Tears sprang to my eyes as I agreed with the underlying meaning in my prayer. I quickly confessed the sinful attitude that I was carrying around. I turned from that attitude and asked the Lord to show me how to serve HIM. Amazingly, I was comforted as quickly as I was corrected. The Lord showed me that as I pray for people, I AM serving HIM! HE uses me as a messenger to pray words that His people need to hear. All I do is listen to HIM and then speak what I sense HE is saying to me. For the first time, serving HIM seemed so easy!
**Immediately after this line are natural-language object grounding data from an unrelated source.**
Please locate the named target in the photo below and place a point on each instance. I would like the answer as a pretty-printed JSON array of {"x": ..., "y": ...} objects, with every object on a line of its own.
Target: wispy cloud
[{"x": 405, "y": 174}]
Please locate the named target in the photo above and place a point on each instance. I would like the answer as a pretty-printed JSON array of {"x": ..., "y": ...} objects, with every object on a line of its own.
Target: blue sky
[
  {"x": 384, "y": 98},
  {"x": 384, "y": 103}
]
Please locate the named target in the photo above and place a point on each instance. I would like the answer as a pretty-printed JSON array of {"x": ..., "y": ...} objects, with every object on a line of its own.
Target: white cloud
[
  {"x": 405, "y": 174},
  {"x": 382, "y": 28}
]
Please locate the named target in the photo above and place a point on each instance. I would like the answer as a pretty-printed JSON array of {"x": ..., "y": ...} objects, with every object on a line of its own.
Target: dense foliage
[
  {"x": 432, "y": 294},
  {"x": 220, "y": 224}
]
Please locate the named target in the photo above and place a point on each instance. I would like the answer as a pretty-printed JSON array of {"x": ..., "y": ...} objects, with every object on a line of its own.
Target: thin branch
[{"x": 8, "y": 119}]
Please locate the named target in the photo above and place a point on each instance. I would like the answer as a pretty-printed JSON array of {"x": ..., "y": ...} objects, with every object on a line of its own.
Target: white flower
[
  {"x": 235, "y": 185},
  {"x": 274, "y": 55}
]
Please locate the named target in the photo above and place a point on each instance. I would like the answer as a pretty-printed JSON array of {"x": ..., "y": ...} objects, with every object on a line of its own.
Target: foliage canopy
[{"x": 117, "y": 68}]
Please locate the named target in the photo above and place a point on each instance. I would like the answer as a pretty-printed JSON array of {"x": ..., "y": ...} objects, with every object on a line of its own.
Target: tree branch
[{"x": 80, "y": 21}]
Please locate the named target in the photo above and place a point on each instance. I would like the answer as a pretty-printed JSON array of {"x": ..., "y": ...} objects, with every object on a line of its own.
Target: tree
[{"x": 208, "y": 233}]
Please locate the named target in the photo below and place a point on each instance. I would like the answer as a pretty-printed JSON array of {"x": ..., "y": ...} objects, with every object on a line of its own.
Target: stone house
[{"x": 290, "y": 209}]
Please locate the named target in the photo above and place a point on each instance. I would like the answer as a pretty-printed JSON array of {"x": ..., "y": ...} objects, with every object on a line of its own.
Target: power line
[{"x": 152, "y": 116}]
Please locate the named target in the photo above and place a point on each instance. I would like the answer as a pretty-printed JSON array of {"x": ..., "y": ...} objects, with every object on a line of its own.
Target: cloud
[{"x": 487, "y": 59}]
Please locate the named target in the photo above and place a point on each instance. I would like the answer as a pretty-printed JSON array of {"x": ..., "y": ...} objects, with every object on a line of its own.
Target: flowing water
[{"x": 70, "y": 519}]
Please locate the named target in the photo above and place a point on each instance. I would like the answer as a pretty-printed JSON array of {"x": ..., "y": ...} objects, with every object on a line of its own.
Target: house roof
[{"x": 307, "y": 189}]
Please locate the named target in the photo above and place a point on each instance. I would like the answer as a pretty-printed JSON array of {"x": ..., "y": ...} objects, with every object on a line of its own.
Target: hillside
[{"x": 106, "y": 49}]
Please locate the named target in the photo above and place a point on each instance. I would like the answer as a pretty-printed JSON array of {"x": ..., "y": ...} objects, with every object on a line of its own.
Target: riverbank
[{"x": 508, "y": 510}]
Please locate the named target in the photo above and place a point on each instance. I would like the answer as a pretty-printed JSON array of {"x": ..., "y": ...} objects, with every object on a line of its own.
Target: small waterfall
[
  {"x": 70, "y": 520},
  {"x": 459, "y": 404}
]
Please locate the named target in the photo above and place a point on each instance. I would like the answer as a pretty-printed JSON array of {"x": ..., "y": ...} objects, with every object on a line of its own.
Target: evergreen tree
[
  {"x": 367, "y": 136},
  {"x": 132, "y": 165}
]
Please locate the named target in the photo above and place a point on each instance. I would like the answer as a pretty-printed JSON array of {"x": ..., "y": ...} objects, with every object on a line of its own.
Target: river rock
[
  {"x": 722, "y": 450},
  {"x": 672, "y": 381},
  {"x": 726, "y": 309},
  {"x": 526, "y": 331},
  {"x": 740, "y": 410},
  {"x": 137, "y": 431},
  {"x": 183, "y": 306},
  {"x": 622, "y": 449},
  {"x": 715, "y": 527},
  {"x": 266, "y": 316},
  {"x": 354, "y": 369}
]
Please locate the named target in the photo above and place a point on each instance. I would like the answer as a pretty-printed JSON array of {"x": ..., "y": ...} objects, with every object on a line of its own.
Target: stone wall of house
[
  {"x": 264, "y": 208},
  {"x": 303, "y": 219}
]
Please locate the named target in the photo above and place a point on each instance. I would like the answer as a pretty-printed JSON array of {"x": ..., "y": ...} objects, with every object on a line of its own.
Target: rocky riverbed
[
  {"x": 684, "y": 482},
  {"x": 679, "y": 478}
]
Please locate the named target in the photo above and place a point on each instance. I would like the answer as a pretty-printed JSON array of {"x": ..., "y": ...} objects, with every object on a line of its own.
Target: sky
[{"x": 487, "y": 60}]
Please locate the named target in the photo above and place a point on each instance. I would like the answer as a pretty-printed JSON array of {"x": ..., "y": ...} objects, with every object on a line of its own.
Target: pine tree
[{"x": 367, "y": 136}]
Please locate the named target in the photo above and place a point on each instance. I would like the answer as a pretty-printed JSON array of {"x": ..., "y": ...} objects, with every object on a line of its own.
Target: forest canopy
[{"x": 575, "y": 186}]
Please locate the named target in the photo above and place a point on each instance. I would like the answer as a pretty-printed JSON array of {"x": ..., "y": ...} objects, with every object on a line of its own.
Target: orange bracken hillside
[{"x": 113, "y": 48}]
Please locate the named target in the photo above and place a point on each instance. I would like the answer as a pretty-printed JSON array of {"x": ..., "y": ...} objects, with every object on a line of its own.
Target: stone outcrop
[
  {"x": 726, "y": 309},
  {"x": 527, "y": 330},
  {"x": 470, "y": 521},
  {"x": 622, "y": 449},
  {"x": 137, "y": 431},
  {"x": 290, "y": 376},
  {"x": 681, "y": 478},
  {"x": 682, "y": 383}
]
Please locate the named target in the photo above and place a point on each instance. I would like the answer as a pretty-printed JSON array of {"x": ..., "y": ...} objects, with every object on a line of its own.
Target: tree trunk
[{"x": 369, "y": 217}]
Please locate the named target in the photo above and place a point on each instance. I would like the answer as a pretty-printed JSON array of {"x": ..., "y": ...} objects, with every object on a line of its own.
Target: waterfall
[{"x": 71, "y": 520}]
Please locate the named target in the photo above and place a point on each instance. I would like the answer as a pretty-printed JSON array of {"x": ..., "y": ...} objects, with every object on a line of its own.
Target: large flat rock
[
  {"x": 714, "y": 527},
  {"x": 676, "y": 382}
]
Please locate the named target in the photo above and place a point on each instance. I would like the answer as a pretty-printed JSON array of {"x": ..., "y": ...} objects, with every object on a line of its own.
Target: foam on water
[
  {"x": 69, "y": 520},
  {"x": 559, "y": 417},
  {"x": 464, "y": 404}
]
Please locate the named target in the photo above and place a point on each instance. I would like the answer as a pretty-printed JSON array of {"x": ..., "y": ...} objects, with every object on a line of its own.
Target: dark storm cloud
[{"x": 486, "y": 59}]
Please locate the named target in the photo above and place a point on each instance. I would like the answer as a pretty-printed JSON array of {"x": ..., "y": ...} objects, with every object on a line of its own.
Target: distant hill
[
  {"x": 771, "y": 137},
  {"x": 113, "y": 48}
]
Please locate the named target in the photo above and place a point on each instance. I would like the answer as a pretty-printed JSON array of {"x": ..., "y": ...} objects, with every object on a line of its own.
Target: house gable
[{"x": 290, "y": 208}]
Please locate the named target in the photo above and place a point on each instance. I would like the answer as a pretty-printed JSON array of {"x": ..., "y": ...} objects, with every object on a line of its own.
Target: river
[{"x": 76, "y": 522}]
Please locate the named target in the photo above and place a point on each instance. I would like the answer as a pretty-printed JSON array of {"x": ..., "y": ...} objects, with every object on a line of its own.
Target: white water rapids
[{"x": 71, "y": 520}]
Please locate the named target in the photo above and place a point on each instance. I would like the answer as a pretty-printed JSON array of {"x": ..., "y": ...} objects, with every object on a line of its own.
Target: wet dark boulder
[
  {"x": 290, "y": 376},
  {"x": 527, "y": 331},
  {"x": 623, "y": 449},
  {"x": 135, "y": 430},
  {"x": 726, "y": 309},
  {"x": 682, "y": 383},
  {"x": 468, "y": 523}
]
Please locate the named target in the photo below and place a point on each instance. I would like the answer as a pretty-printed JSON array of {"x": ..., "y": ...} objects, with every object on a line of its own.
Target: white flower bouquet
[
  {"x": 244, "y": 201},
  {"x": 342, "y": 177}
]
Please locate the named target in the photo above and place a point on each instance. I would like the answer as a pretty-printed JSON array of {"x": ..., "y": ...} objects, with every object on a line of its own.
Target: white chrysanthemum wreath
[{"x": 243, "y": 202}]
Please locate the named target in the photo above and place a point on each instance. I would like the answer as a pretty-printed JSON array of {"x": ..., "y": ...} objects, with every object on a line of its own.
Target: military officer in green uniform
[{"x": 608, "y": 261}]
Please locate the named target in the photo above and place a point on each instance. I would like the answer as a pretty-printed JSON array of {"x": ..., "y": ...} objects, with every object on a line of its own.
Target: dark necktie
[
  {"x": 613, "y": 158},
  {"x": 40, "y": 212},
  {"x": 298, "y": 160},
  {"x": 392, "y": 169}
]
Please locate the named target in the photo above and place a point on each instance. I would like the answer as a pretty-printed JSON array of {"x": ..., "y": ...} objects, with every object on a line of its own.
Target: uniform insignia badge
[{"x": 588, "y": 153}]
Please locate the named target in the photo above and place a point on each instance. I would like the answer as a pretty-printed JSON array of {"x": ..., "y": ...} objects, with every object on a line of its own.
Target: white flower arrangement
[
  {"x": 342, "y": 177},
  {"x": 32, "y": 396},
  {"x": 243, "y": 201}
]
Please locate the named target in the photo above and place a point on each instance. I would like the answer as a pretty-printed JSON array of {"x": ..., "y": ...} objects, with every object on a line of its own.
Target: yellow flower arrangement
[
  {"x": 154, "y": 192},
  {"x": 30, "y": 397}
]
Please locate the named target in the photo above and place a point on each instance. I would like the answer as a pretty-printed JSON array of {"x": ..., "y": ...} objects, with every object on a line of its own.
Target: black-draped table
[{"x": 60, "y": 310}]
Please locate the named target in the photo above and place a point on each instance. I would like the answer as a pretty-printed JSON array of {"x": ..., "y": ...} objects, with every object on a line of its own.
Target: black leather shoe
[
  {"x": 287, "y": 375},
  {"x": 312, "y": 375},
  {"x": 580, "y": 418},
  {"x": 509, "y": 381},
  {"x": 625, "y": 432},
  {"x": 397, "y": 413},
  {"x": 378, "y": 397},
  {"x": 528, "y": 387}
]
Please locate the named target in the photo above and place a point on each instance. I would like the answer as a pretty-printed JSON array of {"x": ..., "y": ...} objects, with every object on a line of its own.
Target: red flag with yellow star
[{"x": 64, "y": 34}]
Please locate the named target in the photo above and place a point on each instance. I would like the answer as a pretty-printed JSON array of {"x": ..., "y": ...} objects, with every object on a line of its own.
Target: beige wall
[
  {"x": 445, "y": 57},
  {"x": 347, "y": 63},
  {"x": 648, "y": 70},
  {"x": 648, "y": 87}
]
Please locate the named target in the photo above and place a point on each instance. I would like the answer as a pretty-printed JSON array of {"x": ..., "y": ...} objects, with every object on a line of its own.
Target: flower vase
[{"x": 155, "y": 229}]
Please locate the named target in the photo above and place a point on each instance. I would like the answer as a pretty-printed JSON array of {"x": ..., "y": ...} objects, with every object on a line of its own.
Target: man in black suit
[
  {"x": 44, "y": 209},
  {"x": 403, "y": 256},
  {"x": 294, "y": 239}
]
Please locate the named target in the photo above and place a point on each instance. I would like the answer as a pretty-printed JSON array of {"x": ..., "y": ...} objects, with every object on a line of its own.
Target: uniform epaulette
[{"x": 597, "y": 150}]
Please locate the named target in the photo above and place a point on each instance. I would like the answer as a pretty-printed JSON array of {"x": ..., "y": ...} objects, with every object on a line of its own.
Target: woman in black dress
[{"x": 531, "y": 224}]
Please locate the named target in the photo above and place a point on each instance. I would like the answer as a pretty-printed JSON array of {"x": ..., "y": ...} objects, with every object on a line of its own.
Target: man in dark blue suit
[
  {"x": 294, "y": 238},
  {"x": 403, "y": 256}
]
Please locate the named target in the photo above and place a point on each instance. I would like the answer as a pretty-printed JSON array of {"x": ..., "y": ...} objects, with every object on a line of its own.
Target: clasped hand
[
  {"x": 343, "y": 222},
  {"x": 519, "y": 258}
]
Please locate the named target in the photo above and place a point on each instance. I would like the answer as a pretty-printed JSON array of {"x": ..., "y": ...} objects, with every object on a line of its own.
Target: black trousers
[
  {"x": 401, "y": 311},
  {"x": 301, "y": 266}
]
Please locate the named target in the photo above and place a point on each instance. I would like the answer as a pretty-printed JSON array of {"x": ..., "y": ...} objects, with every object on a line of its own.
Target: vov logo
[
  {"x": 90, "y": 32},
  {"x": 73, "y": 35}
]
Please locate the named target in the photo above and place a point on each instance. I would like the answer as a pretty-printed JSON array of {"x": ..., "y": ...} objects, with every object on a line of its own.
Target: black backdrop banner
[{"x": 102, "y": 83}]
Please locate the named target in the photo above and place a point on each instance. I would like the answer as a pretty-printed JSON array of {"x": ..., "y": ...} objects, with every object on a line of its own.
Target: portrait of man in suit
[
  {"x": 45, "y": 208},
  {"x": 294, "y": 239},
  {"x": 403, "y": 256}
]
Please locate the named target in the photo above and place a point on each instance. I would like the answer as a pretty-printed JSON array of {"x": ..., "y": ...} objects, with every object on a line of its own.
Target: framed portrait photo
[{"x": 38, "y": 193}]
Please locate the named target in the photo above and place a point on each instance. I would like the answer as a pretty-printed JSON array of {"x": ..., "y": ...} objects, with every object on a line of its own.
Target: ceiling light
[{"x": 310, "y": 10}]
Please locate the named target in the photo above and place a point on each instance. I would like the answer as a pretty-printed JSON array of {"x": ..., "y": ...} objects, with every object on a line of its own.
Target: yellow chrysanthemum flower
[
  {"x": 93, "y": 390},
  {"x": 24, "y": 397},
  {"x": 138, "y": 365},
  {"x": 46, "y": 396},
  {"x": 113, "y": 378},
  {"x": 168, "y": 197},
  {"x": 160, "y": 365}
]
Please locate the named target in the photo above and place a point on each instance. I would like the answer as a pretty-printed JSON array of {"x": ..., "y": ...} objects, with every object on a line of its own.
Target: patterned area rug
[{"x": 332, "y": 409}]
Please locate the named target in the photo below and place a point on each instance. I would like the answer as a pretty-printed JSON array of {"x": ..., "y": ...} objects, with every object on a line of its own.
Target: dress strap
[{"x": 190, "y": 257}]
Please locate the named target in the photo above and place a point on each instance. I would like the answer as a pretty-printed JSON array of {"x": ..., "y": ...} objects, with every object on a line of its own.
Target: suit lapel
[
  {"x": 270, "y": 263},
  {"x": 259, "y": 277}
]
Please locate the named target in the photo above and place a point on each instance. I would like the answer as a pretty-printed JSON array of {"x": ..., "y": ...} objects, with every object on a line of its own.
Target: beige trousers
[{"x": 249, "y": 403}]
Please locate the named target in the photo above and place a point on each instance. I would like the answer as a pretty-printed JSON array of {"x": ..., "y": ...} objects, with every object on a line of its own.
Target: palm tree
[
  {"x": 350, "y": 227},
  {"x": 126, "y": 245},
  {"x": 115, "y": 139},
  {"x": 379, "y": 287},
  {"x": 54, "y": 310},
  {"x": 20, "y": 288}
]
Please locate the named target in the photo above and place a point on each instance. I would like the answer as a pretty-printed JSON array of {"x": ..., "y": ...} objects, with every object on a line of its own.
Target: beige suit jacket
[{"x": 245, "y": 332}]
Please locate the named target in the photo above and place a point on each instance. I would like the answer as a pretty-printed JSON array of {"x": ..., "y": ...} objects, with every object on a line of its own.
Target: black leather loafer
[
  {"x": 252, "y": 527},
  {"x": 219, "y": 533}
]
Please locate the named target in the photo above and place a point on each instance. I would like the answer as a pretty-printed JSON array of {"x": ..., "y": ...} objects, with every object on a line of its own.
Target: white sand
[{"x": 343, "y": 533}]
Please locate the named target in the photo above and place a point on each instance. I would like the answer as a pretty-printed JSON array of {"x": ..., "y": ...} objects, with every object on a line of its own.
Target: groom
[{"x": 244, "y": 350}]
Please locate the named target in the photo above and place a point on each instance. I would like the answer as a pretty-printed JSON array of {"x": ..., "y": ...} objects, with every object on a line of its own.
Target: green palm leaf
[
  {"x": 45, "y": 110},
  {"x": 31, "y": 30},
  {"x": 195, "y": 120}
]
HE corrected me in seeking for myself to be served but he comforted me in helping me to see that I was serving HIM in the way that HE desired.
That should have been the end of the story, BUT...God is so full of grace and mercy! As I checked into the hotel, the lady who checked me in said as I was walking away, "Oh, the people who arranged the room for you really like you as you will see in a minute." I took the elevator up to my floor and as I stepped out and walked down the long hallway, tears flowed from my eyes because I knew there must have been a welcome basket placed in my room ahead of time. I could hardly believe the grace and mercy that God was pouring out on me after revealing the sinfulness of my heart just moments before. I had asked God for a blessing and even though my heart was in the wrong place when I asked it, God still chose to answer my request and bless me!